They have no method, no understanding of how to ingratiate themselves in
youthful favour, save when they find virtue in the toils. If,
unfortunately, the fly has got caught in the net, the spider can come
forth and talk business upon its own terms. So when maidenhood has
wandered into the moil of the city, when it is brought within the circle
of the "rounder" and the roué, even though it be at the outermost rim,
they can come forth and use their alluring arts.
Hurstwood had gone, at Drouet's invitation, to meet a new baggage of
fine clothes and pretty features. He entered, expecting to indulge in an
evening of lightsome frolic, and then lose track of the newcomer
forever. Instead he found a woman whose youth and beauty attracted him.
In the mild light of Carrie's eye was nothing of the calculation of the
mistress. In the diffident manner was nothing of the art of the
courtesan. He saw at once that a mistake had been made, that some
difficult conditions had pushed this troubled creature into his
presence, and his interest was enlisted. Here sympathy sprang to the
rescue, but it was not unmixed with selfishness. He wanted to win Carrie
because he thought her fate mingled with his was better than if it were
united with Drouet's. He envied the drummer his conquest as he had never
envied any man in all the course of his experience.

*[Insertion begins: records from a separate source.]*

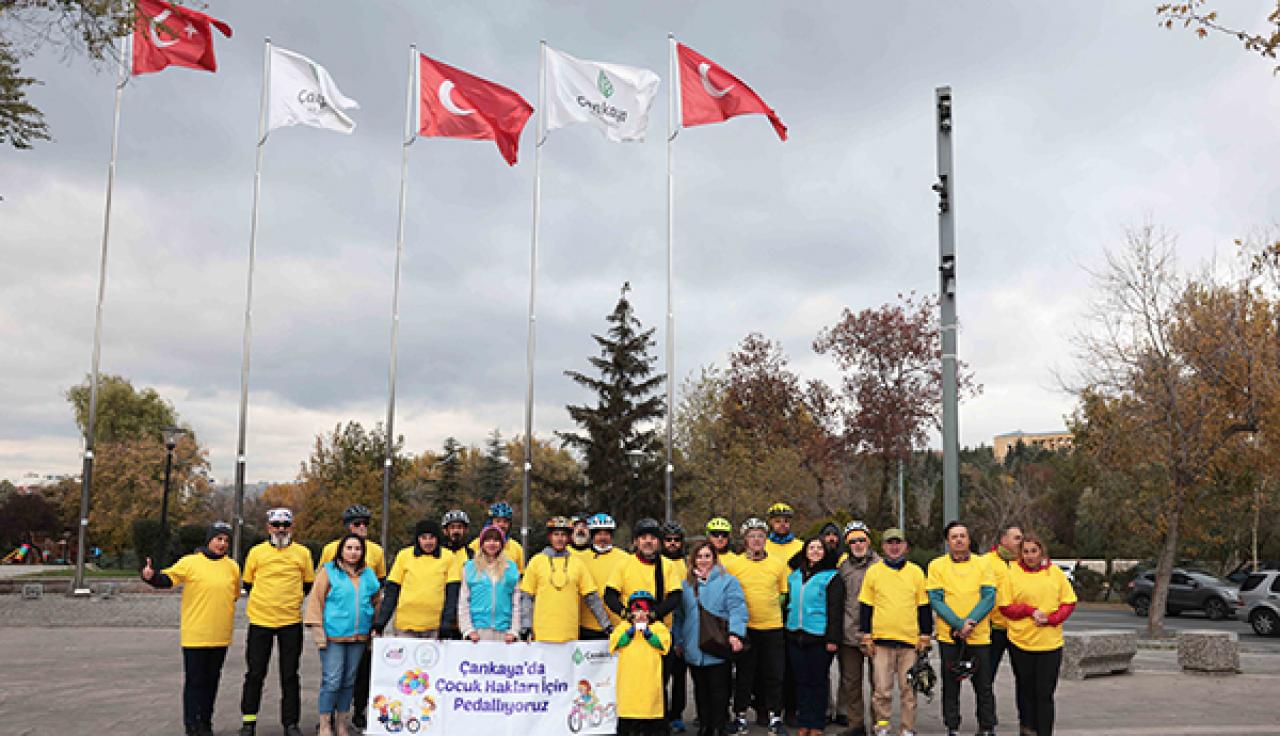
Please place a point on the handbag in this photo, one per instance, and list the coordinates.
(712, 631)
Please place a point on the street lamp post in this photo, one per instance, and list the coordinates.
(170, 442)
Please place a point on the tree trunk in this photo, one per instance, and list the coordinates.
(1165, 570)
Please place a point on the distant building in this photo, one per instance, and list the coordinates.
(1042, 439)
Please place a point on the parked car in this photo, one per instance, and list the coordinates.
(1188, 590)
(1260, 595)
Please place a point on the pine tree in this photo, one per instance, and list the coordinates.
(494, 470)
(629, 403)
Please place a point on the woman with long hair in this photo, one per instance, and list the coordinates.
(816, 624)
(1036, 599)
(489, 598)
(339, 615)
(708, 586)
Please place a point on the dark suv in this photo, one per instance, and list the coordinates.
(1188, 590)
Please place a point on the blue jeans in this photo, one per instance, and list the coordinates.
(338, 663)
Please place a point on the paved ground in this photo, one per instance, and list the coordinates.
(128, 680)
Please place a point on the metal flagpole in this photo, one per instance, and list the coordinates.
(672, 131)
(238, 521)
(533, 295)
(945, 187)
(78, 586)
(410, 136)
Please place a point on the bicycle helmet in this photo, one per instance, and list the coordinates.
(355, 513)
(641, 595)
(456, 516)
(922, 677)
(720, 524)
(781, 510)
(602, 521)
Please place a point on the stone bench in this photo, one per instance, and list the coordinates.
(1101, 652)
(1208, 652)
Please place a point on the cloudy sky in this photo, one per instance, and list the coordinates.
(1073, 122)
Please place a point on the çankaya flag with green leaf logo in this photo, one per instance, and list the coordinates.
(612, 97)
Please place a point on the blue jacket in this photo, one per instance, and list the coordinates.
(347, 612)
(722, 595)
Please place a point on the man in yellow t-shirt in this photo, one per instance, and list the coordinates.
(600, 560)
(557, 585)
(420, 585)
(499, 516)
(896, 622)
(640, 647)
(760, 666)
(210, 585)
(278, 575)
(961, 589)
(356, 520)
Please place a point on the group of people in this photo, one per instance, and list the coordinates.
(755, 630)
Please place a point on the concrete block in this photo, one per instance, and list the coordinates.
(1208, 652)
(1101, 652)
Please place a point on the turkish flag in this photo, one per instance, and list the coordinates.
(170, 35)
(708, 94)
(453, 104)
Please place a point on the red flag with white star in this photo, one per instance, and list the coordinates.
(169, 35)
(709, 94)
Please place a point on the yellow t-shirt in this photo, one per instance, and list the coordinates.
(374, 557)
(1000, 568)
(640, 684)
(209, 593)
(423, 579)
(1045, 590)
(961, 585)
(784, 552)
(763, 583)
(512, 549)
(277, 576)
(557, 585)
(896, 594)
(600, 566)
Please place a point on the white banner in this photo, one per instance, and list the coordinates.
(489, 688)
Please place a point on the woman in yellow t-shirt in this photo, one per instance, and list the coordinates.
(1036, 598)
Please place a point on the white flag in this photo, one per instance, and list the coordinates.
(304, 94)
(613, 97)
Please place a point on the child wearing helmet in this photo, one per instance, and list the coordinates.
(499, 516)
(640, 648)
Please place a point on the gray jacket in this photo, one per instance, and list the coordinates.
(853, 571)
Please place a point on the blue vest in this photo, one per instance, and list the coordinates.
(490, 603)
(348, 612)
(808, 609)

Carrie was certainly better than this man, as she was superior,
mentally, to Drouet. She came fresh from the air of the village, the
light of the country still in her eye. Here was neither guile nor
rapacity. There were slight inherited traits of both in her, but they
were rudimentary. She was too full of wonder and desire to be greedy.
She still looked about her upon the great maze of the city without
understanding. Hurstwood felt the bloom and the youth. He picked her as
he would the fresh fruit of a tree. He felt as fresh in her presence as
one who is taken out of the flash of summer to the first cool breath of
spring.
Carrie, left alone since the scene in question, and having no one with
whom to counsel, had at first wandered from one strange mental
conclusion to another, until at last, tired out, she gave it up. She
owed something to Drouet, she thought. It did not seem more than
yesterday that he had aided her when she was worried and distressed. She
had the kindliest feelings for him in every way. She gave him credit for
his good looks, his generous feelings, and even, in fact, failed to
recollect his egotism when he was absent; but she could not feel any
binding influence keeping her for him as against all others. In fact,
such a thought had never had any grounding, even in Drouet's desires.

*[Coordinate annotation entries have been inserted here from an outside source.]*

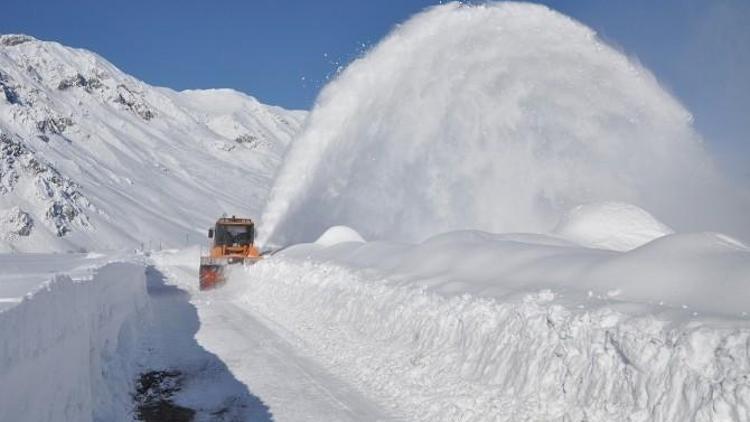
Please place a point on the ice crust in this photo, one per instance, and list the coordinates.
(499, 117)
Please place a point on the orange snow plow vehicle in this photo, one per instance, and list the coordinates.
(233, 240)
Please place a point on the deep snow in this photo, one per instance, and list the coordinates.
(498, 117)
(92, 158)
(472, 326)
(68, 349)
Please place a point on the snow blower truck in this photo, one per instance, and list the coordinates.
(232, 243)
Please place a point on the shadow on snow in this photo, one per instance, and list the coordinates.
(190, 377)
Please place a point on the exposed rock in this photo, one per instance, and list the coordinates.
(134, 102)
(10, 40)
(16, 222)
(251, 141)
(89, 84)
(11, 95)
(54, 125)
(59, 196)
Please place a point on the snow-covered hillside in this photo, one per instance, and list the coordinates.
(92, 158)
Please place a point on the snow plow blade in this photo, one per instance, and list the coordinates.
(211, 274)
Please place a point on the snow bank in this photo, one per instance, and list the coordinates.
(67, 350)
(339, 234)
(498, 117)
(610, 225)
(472, 326)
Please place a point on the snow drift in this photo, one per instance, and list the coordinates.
(497, 117)
(67, 351)
(610, 225)
(92, 158)
(472, 326)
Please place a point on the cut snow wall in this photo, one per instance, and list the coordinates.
(463, 358)
(64, 350)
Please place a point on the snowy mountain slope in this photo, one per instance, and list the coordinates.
(93, 158)
(475, 326)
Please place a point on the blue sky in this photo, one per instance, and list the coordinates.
(282, 51)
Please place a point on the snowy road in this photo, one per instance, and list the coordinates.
(254, 354)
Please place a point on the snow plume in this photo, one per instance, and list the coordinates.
(497, 117)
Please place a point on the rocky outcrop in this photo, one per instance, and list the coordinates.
(61, 198)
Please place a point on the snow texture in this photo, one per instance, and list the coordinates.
(471, 326)
(67, 351)
(339, 234)
(610, 225)
(97, 159)
(499, 117)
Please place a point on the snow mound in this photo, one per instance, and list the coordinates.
(339, 234)
(505, 331)
(498, 117)
(610, 225)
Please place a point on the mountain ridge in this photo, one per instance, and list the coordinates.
(91, 157)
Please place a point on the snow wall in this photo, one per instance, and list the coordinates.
(498, 117)
(67, 351)
(458, 343)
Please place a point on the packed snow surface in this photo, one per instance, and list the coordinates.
(498, 117)
(610, 225)
(473, 326)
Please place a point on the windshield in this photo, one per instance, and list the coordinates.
(231, 234)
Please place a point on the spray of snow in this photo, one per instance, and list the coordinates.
(473, 326)
(497, 117)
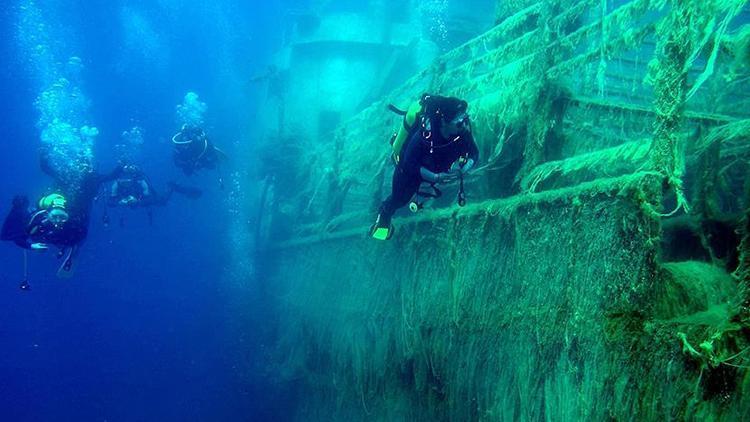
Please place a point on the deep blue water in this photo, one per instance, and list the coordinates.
(146, 329)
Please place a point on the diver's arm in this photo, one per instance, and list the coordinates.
(145, 188)
(429, 176)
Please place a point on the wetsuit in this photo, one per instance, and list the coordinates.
(435, 154)
(191, 156)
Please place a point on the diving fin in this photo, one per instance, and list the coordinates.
(381, 230)
(67, 268)
(188, 191)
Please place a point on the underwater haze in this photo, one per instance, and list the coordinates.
(146, 329)
(337, 210)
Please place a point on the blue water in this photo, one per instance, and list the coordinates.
(149, 328)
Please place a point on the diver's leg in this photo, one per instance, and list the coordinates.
(404, 186)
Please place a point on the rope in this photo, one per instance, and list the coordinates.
(25, 265)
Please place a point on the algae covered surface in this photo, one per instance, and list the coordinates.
(600, 269)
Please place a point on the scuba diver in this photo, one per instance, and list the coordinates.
(194, 151)
(433, 146)
(132, 188)
(60, 219)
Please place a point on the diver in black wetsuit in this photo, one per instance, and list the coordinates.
(194, 151)
(133, 189)
(439, 149)
(61, 219)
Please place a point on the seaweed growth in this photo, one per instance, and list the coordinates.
(595, 273)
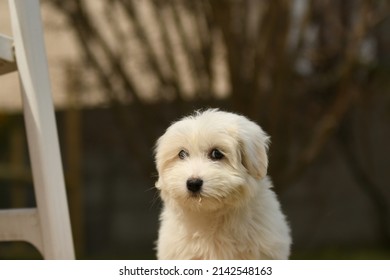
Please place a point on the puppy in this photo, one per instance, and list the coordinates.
(218, 202)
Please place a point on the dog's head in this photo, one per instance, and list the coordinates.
(208, 160)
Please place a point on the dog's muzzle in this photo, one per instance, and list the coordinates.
(194, 185)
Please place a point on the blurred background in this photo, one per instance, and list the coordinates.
(315, 74)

The truth is, that this goodly drummer carried the doom of all enduring
relationships in his own lightsome manner and unstable fancy. He went
merrily on, assured that he was alluring all, that affection followed
tenderly in his wake, that things would endure unchangingly for his
pleasure. When he missed some old face, or found some door finally shut
to him, it did not grieve him deeply. He was too young, too successful.

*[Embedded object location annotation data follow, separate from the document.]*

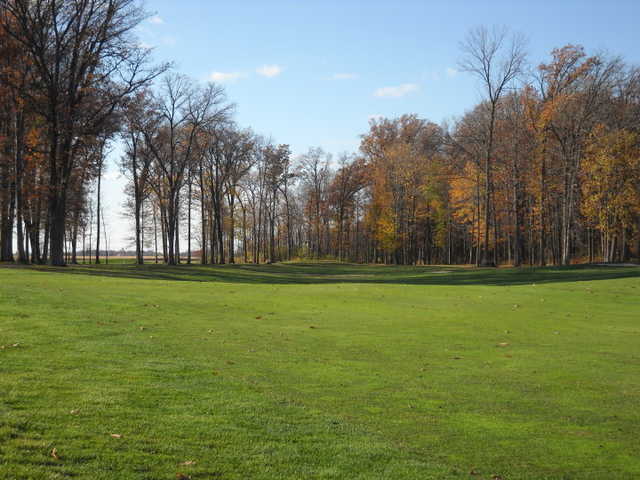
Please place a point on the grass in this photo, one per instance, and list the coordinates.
(323, 371)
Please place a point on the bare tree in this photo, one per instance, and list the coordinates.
(496, 58)
(87, 61)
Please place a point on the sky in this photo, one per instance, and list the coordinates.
(312, 73)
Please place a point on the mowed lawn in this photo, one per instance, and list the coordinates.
(319, 371)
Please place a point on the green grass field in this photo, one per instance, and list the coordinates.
(319, 371)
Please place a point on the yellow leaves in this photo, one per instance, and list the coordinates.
(610, 169)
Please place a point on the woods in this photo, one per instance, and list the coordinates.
(544, 170)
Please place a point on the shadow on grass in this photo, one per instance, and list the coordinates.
(327, 273)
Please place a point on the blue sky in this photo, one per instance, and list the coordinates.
(311, 73)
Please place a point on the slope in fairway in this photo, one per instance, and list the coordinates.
(322, 371)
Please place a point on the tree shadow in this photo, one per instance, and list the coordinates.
(333, 272)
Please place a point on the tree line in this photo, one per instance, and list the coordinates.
(544, 170)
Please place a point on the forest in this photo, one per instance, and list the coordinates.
(545, 170)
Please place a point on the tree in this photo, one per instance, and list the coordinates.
(87, 61)
(496, 59)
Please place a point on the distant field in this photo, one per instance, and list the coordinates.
(323, 371)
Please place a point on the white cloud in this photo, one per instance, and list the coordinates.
(344, 76)
(269, 71)
(398, 91)
(226, 77)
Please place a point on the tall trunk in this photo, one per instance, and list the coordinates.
(100, 163)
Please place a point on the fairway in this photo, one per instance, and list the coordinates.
(319, 371)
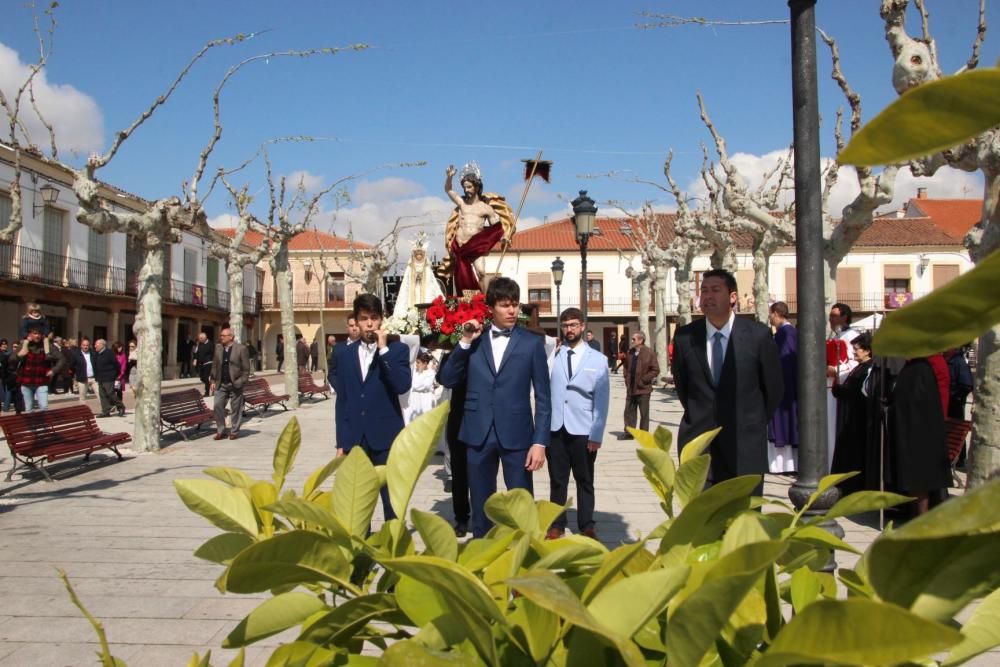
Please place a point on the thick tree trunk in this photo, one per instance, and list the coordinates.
(148, 330)
(659, 342)
(283, 280)
(760, 283)
(235, 273)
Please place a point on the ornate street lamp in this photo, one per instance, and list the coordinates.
(557, 269)
(584, 214)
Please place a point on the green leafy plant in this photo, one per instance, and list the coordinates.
(718, 582)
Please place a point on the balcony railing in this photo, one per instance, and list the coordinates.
(46, 268)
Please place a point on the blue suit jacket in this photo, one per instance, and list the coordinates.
(500, 397)
(580, 403)
(370, 410)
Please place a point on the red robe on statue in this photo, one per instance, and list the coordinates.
(464, 255)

He would remain thus young in spirit until he was dead.
As for Hurstwood, he was alive with thoughts and feelings concerning
Carrie. He had no definite plans regarding her, but he was determined to
make her confess an affection for him. He thought he saw in her drooping
eye, her unstable glance, her wavering manner, the symptoms of a budding
passion. He wanted to stand near her and make her lay her hand in
his--he wanted to find out what her next step would be--what the next
sign of feeling for him would be. Such anxiety and enthusiasm had not
affected him for years. He was a youth again in feeling--a cavalier in
action.
In his position opportunity for taking his evenings out was excellent.
He was a most faithful worker in general, and a man who commanded the
confidence of his employers in so far as the distribution of his time
was concerned. He could take such hours off as he chose, for it was well
known that he fulfilled his managerial duties successfully, whatever
time he might take. His grace, tact, and ornate appearance gave the
place an air which was most essential, while at the same time his long
experience made him a most excellent judge of its stock necessities.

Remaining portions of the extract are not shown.